The failure of the local media to inform its citizens of the potential danger of SARS left many wondering if the Hong Kong's media could function adequately under the new system, but Weisenhaus says the media has become more sophisticated in tackling sensitive issues, such as their coverage of Hong Kong's controversial Article 23. The proposed law would prohibit acts of subversion against the Chinese government or theft of state secrets. It would also ban political organizations in Hong Kong from having contact with similar groups abroad. Critics said it would silence political opponents and muzzle the press.

This proposed law led to the large protests in Hong Kong in 2003, and was the other reason Weisenhaus remained in Hong Kong.

To her, it was an opportunity to modernize and liberalize Hong Kong's notoriously secretive security laws - a holdover from its colonial past.
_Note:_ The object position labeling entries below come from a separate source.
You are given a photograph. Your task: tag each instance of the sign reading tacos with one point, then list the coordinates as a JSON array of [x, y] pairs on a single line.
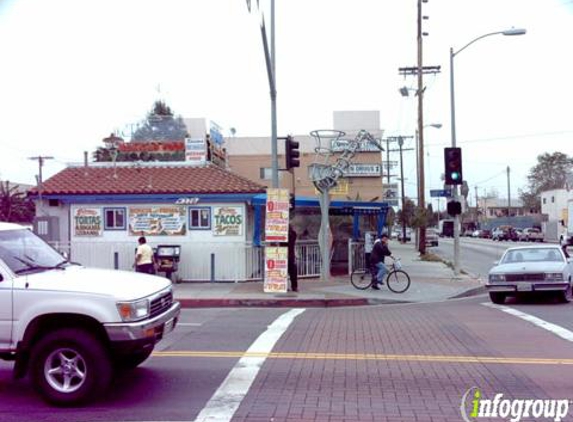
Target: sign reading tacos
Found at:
[[87, 222], [157, 221], [228, 221]]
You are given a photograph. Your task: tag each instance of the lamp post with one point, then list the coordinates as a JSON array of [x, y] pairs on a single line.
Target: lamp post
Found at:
[[508, 32], [421, 179]]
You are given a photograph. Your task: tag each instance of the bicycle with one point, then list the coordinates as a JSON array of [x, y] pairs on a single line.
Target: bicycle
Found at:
[[397, 280]]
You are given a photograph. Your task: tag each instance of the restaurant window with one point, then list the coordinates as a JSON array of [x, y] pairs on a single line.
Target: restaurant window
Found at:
[[200, 218], [114, 219]]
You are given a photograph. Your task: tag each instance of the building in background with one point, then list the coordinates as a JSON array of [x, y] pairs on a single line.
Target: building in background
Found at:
[[251, 158]]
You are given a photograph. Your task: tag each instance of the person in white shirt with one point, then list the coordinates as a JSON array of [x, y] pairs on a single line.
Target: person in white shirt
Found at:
[[144, 258]]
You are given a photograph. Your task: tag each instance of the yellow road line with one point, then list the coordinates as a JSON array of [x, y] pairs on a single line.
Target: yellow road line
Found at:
[[366, 356]]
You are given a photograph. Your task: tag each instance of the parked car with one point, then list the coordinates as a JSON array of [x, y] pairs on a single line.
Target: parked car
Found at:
[[70, 327], [505, 233], [532, 235], [431, 236], [531, 269]]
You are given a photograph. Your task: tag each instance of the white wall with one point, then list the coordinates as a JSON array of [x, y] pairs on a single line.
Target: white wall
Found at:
[[231, 254], [554, 202]]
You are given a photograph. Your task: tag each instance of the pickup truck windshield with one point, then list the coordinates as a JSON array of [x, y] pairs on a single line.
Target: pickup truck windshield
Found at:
[[23, 251]]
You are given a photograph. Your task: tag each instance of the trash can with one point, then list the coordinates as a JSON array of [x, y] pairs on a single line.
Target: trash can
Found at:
[[167, 258]]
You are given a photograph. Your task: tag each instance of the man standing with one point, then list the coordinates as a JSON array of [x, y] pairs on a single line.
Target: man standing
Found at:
[[144, 259], [379, 252]]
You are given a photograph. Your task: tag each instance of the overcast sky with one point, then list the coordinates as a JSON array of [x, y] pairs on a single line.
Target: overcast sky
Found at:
[[73, 71]]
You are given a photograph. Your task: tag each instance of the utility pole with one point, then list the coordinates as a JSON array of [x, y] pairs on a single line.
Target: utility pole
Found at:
[[40, 180], [40, 159], [508, 194], [419, 70], [477, 206], [401, 149]]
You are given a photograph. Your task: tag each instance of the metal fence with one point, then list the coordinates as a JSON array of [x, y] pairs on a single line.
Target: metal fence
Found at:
[[199, 262]]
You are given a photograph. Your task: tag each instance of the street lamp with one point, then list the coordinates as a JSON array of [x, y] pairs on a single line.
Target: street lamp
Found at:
[[508, 32]]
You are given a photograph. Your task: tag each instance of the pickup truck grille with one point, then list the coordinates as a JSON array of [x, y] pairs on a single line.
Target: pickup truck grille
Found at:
[[525, 277], [161, 304]]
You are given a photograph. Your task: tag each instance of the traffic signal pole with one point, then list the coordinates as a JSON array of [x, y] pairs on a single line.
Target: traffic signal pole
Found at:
[[455, 190]]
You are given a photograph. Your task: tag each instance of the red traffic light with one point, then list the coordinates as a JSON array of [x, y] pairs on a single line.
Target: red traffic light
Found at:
[[453, 166], [292, 154]]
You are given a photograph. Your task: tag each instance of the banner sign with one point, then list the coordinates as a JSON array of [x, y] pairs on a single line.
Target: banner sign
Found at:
[[340, 145], [363, 170], [195, 150], [87, 222], [228, 221], [276, 222], [342, 188], [276, 270], [151, 146], [157, 221]]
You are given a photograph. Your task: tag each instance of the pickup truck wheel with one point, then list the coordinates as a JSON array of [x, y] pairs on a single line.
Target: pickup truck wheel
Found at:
[[133, 360], [498, 298], [69, 367]]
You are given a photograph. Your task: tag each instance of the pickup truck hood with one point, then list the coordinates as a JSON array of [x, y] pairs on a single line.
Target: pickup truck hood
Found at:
[[122, 285]]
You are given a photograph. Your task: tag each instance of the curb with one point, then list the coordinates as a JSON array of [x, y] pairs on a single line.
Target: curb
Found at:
[[471, 292], [271, 303]]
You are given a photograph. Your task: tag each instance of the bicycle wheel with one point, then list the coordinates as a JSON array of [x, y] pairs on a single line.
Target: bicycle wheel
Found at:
[[361, 279], [398, 281]]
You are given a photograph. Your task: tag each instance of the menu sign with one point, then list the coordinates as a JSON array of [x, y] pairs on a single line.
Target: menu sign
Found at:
[[157, 221], [276, 223], [87, 222], [276, 269]]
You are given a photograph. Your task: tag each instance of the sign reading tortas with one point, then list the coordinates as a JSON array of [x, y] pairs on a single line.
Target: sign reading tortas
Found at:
[[87, 222]]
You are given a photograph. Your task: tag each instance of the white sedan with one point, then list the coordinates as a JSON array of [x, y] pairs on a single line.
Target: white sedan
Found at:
[[531, 269]]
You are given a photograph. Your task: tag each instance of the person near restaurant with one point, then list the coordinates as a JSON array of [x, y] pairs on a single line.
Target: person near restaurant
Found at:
[[379, 252]]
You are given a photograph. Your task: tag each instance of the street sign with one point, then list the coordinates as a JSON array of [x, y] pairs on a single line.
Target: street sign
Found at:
[[437, 193]]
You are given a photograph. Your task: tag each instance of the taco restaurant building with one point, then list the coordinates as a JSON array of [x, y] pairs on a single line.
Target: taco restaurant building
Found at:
[[97, 213]]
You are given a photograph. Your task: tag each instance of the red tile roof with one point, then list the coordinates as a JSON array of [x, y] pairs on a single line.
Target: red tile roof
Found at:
[[149, 180]]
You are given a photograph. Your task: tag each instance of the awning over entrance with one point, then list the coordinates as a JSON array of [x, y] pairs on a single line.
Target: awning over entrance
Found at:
[[337, 207]]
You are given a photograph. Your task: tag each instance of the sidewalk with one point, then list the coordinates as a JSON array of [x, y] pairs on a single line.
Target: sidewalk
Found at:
[[431, 282]]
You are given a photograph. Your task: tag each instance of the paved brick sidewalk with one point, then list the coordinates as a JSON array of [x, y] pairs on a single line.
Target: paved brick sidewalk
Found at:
[[431, 282]]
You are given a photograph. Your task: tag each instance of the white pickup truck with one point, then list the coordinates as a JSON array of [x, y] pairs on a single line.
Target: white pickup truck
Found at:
[[69, 327]]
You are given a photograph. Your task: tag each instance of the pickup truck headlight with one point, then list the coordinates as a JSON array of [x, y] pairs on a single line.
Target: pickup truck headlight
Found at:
[[133, 311], [496, 278], [554, 276]]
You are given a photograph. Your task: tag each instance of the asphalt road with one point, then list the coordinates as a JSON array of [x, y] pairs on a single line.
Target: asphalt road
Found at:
[[477, 256], [378, 363]]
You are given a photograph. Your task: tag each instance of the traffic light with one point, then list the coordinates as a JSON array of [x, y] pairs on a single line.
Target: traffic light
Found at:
[[453, 166], [292, 153], [454, 208]]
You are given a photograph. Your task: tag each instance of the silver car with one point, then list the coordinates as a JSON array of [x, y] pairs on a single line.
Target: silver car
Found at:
[[531, 269]]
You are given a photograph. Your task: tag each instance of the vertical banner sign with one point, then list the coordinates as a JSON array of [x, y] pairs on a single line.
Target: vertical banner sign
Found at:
[[87, 222], [276, 271], [276, 225]]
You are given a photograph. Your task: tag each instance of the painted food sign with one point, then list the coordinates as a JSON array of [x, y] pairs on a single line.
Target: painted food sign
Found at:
[[276, 269], [157, 221], [276, 223], [228, 221], [87, 222]]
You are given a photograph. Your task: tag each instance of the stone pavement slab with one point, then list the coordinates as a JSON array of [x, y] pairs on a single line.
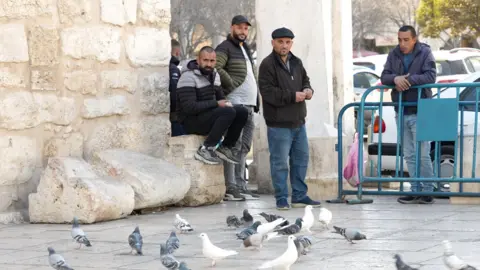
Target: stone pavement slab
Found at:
[[414, 231]]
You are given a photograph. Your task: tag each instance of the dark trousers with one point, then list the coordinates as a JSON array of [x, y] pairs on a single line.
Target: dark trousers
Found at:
[[216, 122]]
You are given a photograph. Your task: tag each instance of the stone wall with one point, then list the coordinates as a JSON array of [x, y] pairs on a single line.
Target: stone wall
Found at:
[[78, 76]]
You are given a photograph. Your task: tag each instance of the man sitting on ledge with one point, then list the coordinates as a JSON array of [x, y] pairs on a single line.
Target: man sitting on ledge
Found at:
[[203, 109]]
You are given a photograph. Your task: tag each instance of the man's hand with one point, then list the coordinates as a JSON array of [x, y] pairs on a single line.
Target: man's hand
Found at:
[[300, 96], [402, 83], [308, 93]]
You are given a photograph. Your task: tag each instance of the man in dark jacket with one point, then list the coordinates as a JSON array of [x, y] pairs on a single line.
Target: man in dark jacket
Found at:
[[285, 86], [174, 71], [237, 73], [411, 63], [203, 109]]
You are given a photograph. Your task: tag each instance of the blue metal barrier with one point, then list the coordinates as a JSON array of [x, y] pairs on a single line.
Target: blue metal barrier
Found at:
[[439, 122]]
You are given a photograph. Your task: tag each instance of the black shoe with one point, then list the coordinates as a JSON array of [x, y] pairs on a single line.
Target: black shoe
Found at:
[[233, 194], [425, 200], [226, 154], [408, 200], [207, 155]]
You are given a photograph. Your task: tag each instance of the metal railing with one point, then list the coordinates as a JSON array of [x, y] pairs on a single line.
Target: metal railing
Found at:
[[440, 122]]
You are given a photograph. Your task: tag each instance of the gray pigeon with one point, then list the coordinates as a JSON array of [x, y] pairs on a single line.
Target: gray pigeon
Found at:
[[183, 266], [303, 244], [291, 228], [79, 235], [168, 260], [248, 231], [401, 265], [135, 240], [234, 221], [350, 234], [173, 243], [56, 260]]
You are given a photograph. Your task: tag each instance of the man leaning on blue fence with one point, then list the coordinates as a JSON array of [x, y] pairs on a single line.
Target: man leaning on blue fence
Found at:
[[411, 63]]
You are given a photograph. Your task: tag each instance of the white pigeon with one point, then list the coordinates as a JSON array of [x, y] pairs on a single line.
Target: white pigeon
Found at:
[[287, 259], [451, 260], [325, 217], [181, 224], [213, 252], [270, 226], [308, 219]]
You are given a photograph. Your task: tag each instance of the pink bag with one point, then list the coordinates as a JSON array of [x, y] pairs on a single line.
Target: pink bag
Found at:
[[350, 172]]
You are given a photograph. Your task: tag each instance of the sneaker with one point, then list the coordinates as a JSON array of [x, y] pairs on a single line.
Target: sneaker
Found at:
[[249, 195], [282, 204], [408, 200], [304, 202], [426, 200], [226, 154], [233, 194], [207, 156]]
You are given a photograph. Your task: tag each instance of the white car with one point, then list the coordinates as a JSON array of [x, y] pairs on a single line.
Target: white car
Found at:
[[389, 134]]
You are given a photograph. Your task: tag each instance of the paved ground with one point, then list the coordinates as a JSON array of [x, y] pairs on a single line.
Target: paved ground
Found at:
[[414, 231]]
Instead, the laws became harsher.

"That galvanized Hong Kong in so many ways and so you start to see incredible stories in papers - [Hong Kong-run] Apple Daily (蘋果日報) as well as Mingpao (明報)- trying to explain legal concepts to people and doing a very good job of it … because they felt it was necessary. It was important, to explain these concepts. When July 1, 2003 came around, nobody expected 500,000 people to join in the protests," she said.

Weisenhaus says that Hong Kong's media was instrumental in galvanizing citizens to take to the street to protest against the law, with Jimmy Lai's (黎智英) Apple Daily going so far as to print large posters that protesters could carry during the march.

Weisenhaus recognizes that Lai's brand of reporting gossip often veers away from responsible media coverage, but on the other hand, "If you are not reporting what is important to the citizenry in a general sense," she said, "you are isolating your readership, which is bad for business."

She added that even a liberal publication like the New York Times tries "to have at least one or two conservative columnists." In light of that, Weisenhaus suggests that Taiwan's newspapers can expect a continued decline in readership if they proceed along partisan lines.

"In the end, you need to serve your community and if your community is a young democracy, or trying to be a democracy, or an aging democracy like the US," she said, "it really is the duty of the media to respond to that, but at the same time find some kind of financial success."